Wednesday, September 17, 2008

An economic martial law in the US?

George W. Bush and Dick Cheney have not, as far as anyone can tell, been steering the ship. According to The Wall Street Journal, Bush was briefed on the rescue after it was in play. And even then, he was only "briefed." There's been no effort on the part of the White House to even advance the idea that Bush is an engaged participant who's actively signing off on these actions, possibly because suggesting his involvement in a crisis of this complexity would cause the stock market to run and hide in a corner.
Congress, too, has been cut totally out of the loop. The AIG bailout -- in fact, all of the bailouts -- have been conceived entirely without their involvement. Indeed, the Federal Reserve and the Treasury Department have been acting, over the course of this crisis, as if they are the sum total of the government. And that may be the correct approach: Neither the president nor the legislative branch possess the expertise or speed to be involved in the real-time crisis management that Bernanke and Paulson are trying to manage. They could, presumably, reverse decisions after the fact or change the contours of the law, but for now, the ship is being steered by the Chairman of the Federal Reserve, the Treasury Secretary, and an informal working group of Wall Street CEOs and banking powerhouses. And the government, as we normally think of it, has basically accepted their temporary authority. You've heard of martial law? We're currently in a state of market law.

That was EzraKlein Archive The American Prospect via Brad DeLong.

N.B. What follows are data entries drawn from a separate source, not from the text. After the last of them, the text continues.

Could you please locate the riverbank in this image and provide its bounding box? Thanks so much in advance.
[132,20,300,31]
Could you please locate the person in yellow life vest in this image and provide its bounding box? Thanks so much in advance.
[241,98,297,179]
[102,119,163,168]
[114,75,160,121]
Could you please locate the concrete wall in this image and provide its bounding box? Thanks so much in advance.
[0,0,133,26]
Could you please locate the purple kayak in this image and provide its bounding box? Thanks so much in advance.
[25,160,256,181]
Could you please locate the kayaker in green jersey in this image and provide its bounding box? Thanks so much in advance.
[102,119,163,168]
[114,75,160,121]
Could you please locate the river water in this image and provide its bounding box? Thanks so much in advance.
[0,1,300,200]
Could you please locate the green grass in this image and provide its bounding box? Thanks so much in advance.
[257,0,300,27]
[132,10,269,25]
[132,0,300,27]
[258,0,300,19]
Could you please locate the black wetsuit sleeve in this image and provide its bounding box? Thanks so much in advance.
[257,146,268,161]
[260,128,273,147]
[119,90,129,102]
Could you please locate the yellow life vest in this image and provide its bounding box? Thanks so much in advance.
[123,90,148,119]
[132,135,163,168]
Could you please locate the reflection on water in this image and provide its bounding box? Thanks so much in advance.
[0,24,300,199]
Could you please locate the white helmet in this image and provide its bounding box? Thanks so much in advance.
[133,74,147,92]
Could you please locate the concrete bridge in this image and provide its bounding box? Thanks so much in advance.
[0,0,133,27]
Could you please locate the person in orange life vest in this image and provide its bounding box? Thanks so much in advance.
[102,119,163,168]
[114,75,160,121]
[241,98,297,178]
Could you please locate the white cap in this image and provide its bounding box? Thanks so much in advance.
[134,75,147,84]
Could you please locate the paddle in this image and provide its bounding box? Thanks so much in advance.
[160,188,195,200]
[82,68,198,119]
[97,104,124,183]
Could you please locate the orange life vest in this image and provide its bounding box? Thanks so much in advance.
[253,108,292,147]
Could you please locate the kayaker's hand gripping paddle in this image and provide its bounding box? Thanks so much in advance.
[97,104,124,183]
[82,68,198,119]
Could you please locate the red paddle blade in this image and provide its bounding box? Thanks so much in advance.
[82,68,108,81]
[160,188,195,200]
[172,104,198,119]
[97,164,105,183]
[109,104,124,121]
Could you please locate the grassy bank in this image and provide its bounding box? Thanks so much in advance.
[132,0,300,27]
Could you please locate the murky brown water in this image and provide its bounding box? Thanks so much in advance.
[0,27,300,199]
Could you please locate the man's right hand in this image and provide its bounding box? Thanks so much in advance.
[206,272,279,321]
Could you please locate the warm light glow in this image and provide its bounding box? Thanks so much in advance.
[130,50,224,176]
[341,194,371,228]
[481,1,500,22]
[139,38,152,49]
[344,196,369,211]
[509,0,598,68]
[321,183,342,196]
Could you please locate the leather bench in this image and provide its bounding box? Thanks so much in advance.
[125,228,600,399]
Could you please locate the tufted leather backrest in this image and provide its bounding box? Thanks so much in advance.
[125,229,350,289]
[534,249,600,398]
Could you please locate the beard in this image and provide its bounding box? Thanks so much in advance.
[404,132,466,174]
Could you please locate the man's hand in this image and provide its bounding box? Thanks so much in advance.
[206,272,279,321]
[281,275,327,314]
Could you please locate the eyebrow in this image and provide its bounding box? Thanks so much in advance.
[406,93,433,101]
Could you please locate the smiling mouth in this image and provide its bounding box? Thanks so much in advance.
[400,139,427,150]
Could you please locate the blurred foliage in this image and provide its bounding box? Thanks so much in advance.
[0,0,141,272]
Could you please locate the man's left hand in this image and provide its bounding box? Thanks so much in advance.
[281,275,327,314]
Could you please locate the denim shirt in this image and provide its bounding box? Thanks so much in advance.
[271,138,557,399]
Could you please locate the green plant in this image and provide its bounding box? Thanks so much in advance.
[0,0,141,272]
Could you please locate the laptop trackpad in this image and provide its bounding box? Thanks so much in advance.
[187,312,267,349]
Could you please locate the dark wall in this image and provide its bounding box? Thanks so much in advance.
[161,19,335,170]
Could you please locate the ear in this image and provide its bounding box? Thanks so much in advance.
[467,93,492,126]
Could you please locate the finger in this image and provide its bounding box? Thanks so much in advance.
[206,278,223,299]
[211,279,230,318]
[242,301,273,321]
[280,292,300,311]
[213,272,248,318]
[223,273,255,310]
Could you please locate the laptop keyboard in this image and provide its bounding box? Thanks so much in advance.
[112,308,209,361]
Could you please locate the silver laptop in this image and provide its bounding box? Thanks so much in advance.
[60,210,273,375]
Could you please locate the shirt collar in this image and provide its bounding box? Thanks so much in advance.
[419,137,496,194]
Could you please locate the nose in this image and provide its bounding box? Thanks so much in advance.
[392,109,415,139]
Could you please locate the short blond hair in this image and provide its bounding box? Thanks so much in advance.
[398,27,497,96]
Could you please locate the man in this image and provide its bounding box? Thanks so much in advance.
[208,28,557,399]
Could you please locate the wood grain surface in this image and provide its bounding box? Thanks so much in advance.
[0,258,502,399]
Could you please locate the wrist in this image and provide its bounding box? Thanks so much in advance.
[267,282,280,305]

I am not at all ok with the idea that we are under some kind of an economic martial law. Paulson and Bernanke are the economic martial law administrators? There is something in this analysis that bothers me, but I can't quite figure out what exactly that is. Anyway, DeLong responds to that with the following comment:

This is how things have been since 1979--when Carter appointed Volcker to head the Fed, Volcker decided he was going to stop inflation no matter what the cost and would dare anyone else to try to block him, and congress and the president decided that challenging the Fed meant taking responsibility for inflation and thus blame if anything went wrong. Congress and the president occasionally show up to pass tax cuts--and twice, in 1990 and 1993, to take action to try to balance the budget. But otherwise the technocrats at the Fed and the Treasury run things.
This is the Age of Central Bankers.

Certainly not the Age of Aquarius!
But, aren't we granting too much of "war powers", so to say, to Paulson and Bernanke? Of course, they will not misuse it unlike the president who misused the war powers that Congress gave. But, are we putting too much of faith in Paulson, Bernanke, et al? Very troubling. Somehow this does not resonate well with how democractic societies are supposed to respond.
BTW, if we think that Paulson and Bernanke can steer the ship, how come the same people then distrust any form of "management" of the economy? The bottom line seems to be that government should let businesses rake in all the profits--legal and illegal--and not do anything about it. But, the same government ought to steer the economic ship when those same businesses run into icebergs. Aaaaaah!!!